About
This Montreal-based blog is mainly a place to park notes from Mo’ Wine Group tastings and other events I attend.
Unless otherwise stated, prices are in Canadian dollars and include applicable sales taxes (currently running around 14% in Quebec).
First-time comments go to moderation.
Price range tags
Tasting notes posted since late 2014 are tagged with price range indicators. Here are the tags and what they mean:
Inexpensive: under $20
Affordable: $20 to $29.99
Mid-priced: $30 to $39.99
Upper mid: $40 to $59.99
Expensive: $60 to $100
Luxury: over $100
The ranges are, of course, arbitrary and subjective. Many people would scoff at calling a $19 bottle inexpensive or a $39 bottle mid-priced. On the other hand, some affluent wine lovers consider $60 wines to be affordable, everyday drinking. In settling on these tags, I’ve tried not to be too untethered from reality but also, in view of the inevitability of price hikes, to future-proof the ranges to some degree in order to avoid having constantly to adjust them. I’ve also tried to avoid tag names that could be interpreted as passing judgment on the product; that’s why it’s “inexpensive” and not “cheap,” “expensive” and not “treat” (not all inexpensive wines taste cheap, not all $75 wines are a treat to drink).
Brett happens?
The name of this blog first appeared in a post I contributed to a Chowhound discussion on how to avoid wines that have been contaminated by Brettanomyces (aka brett):
Brett is a wild yeast, not a condition. Its presence is determined by many factors including weather conditions and winery hygiene. It can affect wines one year and not the next. One way winemakers combat it is with sulphur or sulphur compounds. Not surprisingly, wines with no added sulphur often have a higher rate of brett infection, so you should probably be wary of those. As zin1953 points out, a little brett is not always a bad thing, and certain wineries are prized for their brett-affected wines — Beaucastel and Musar are two sterling examples — so you can steer clear of them (though, please, not without trying them first; like legions of wine lovers, you may find there are some bretty wines you love).
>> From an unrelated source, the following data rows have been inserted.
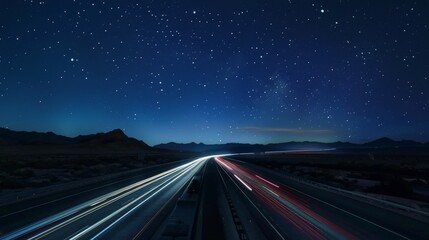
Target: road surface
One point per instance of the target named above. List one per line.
(237, 200)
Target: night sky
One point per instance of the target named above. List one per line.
(217, 71)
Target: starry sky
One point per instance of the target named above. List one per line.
(217, 71)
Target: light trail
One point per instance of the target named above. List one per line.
(286, 203)
(69, 216)
(160, 187)
(265, 180)
(239, 179)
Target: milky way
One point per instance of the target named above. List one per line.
(217, 71)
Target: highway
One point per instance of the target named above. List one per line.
(237, 200)
(288, 209)
(125, 213)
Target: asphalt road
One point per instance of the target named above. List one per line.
(289, 209)
(124, 210)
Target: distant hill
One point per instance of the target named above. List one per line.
(115, 140)
(240, 147)
(387, 142)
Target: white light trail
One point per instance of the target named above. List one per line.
(239, 179)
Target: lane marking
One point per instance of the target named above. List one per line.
(239, 179)
(260, 212)
(352, 214)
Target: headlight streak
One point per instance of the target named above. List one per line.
(286, 203)
(158, 188)
(254, 205)
(243, 182)
(60, 219)
(265, 180)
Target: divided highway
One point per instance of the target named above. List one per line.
(119, 214)
(288, 209)
(237, 200)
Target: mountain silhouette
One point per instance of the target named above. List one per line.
(114, 140)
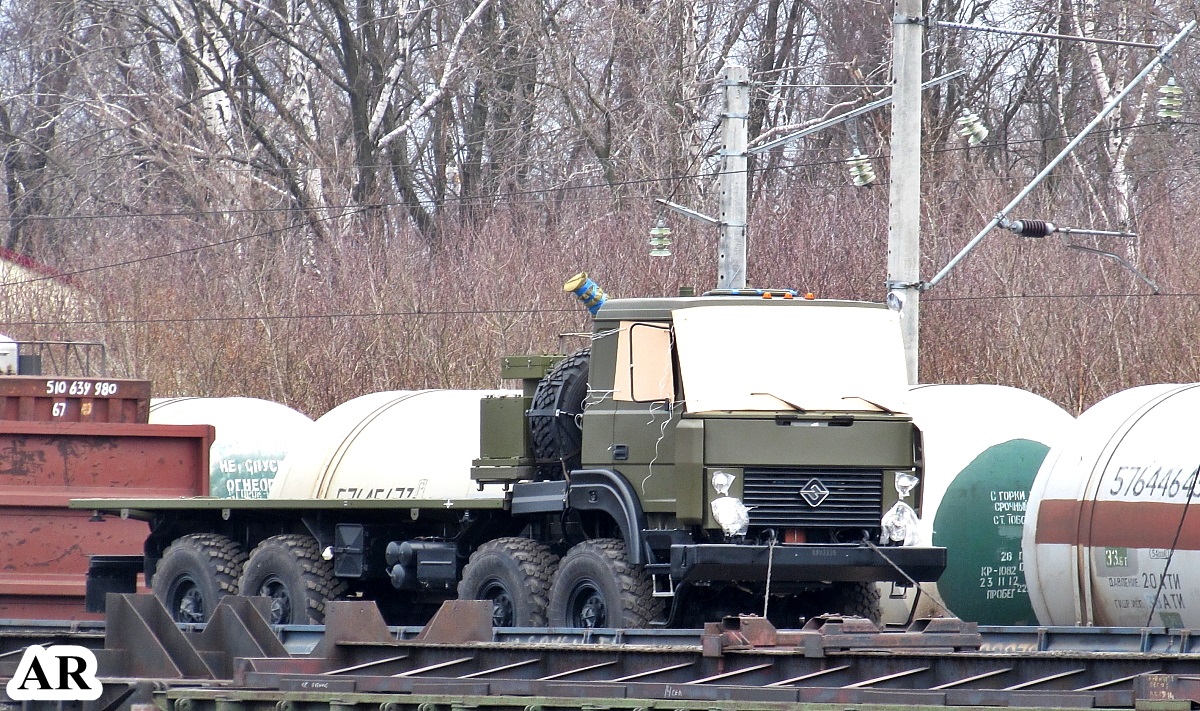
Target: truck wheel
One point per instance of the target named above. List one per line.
(195, 572)
(861, 599)
(514, 573)
(289, 571)
(597, 586)
(558, 401)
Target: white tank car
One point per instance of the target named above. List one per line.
(983, 447)
(252, 438)
(394, 444)
(1113, 536)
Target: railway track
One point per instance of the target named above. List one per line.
(355, 662)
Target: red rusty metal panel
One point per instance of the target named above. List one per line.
(84, 400)
(45, 545)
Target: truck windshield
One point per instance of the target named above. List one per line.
(813, 356)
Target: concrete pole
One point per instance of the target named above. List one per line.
(904, 211)
(731, 261)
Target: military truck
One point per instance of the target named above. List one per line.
(736, 452)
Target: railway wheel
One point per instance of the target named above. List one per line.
(597, 586)
(514, 573)
(289, 571)
(195, 572)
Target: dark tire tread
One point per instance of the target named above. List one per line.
(226, 557)
(861, 599)
(317, 573)
(637, 604)
(557, 440)
(535, 562)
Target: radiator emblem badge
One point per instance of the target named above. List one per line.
(815, 493)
Generally speaking, newer wineries and old wineries with new wine-making facilities tend to have better hygiene. The same holds true for larger “industrial” wineries. So one tactic, perversely, would be to avoid artisanally produced wines; unfortunately, doing so would also mean cutting yourself off from some of the most interesting wines made these days.
Read tasting notes. Query retailers. Google the names of wines you’re considering along with key words like brett, funky, barnyard.
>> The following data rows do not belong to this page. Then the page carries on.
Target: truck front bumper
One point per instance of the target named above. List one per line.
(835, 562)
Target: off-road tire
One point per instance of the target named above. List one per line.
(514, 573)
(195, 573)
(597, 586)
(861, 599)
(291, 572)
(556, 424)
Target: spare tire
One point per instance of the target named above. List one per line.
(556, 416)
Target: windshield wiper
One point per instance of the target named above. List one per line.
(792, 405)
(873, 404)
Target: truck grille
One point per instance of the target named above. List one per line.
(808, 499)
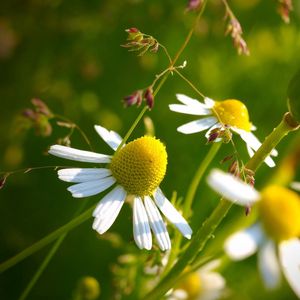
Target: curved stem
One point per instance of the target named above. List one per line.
(87, 214)
(48, 258)
(207, 229)
(47, 239)
(186, 211)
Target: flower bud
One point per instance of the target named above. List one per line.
(149, 97)
(88, 288)
(293, 94)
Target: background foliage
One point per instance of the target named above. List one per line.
(68, 54)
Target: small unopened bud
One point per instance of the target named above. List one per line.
(2, 182)
(134, 99)
(234, 168)
(226, 158)
(149, 97)
(213, 135)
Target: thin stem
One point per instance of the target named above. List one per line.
(207, 229)
(198, 242)
(48, 258)
(87, 214)
(47, 239)
(187, 39)
(188, 82)
(77, 127)
(270, 142)
(186, 211)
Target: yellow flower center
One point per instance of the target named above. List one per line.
(280, 211)
(232, 112)
(191, 284)
(140, 166)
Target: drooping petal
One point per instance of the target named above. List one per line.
(141, 228)
(82, 174)
(243, 244)
(110, 137)
(78, 155)
(268, 265)
(90, 188)
(289, 256)
(232, 188)
(197, 125)
(172, 214)
(157, 225)
(108, 209)
(189, 110)
(190, 101)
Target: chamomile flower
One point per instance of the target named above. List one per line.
(134, 173)
(204, 284)
(219, 116)
(278, 230)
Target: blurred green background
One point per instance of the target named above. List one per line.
(68, 54)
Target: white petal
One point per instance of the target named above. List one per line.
(212, 265)
(190, 101)
(209, 102)
(268, 264)
(108, 209)
(157, 225)
(78, 155)
(295, 185)
(141, 228)
(190, 110)
(110, 137)
(172, 214)
(82, 174)
(289, 256)
(90, 188)
(198, 125)
(244, 243)
(232, 188)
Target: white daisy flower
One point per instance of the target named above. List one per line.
(229, 113)
(205, 284)
(279, 230)
(134, 172)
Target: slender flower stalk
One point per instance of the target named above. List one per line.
(207, 229)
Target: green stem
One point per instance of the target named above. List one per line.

But even then it’s something of a crap shoot. Last year I bought two bottles of a 1999 Gigondas from Château Raspail. The first, opened at a tasting, reeked to high heaven (one taster memorably described it as like a donkey defecating into a vat of blue cheese) though it tasted fine. The second bottle, opened a few weeks later, was clean as a whistle. Same wine, same vintage, same case. Brett happens.
The Mo’ Wine Group
In the fall of 2005, I decided it was bordering on criminal not to be using the fully equipped wine-tasting room I had access to. At the time, the most vibrant online local food-and-drink discussion group was eGullet’s now-moribund Eastern Canada board. Using the board’s personal message system, I sent invitations to 20 or so Montreal-based eGulleters, none of whom I’d met but all of whom had a friendly online persona and had expressed an interest in wine. Ten of us gathered for the first time on December 8, 2005. The group has been meeting ever since.
Tastings are held once or twice a month and focus almost exclusively on wines available at the SAQ or LCBO or through the private import channel, with the occasional importation valise or bottle from someone’s cellar thrown in for comparison. Several times a year, we hold theme tastings (e.g. the Jura, Lustau sherries), tastings with winemakers and tastings at which a wine agency rep presents a selection of the agency’s wares. While the lineup of wines covers a wide range of countries, styles and prices, our tastes tend to Old World “natural” wines and our focus is on bottles in the $20–40 bracket.
In June 2010, after losing a cherished member, Mila Oh, to breast cancer, we decided to rename the group in her honour. As Mila posted on Chowhound under the handle moh, the name suggested itself. And so we have become the Mo’ Wine Group.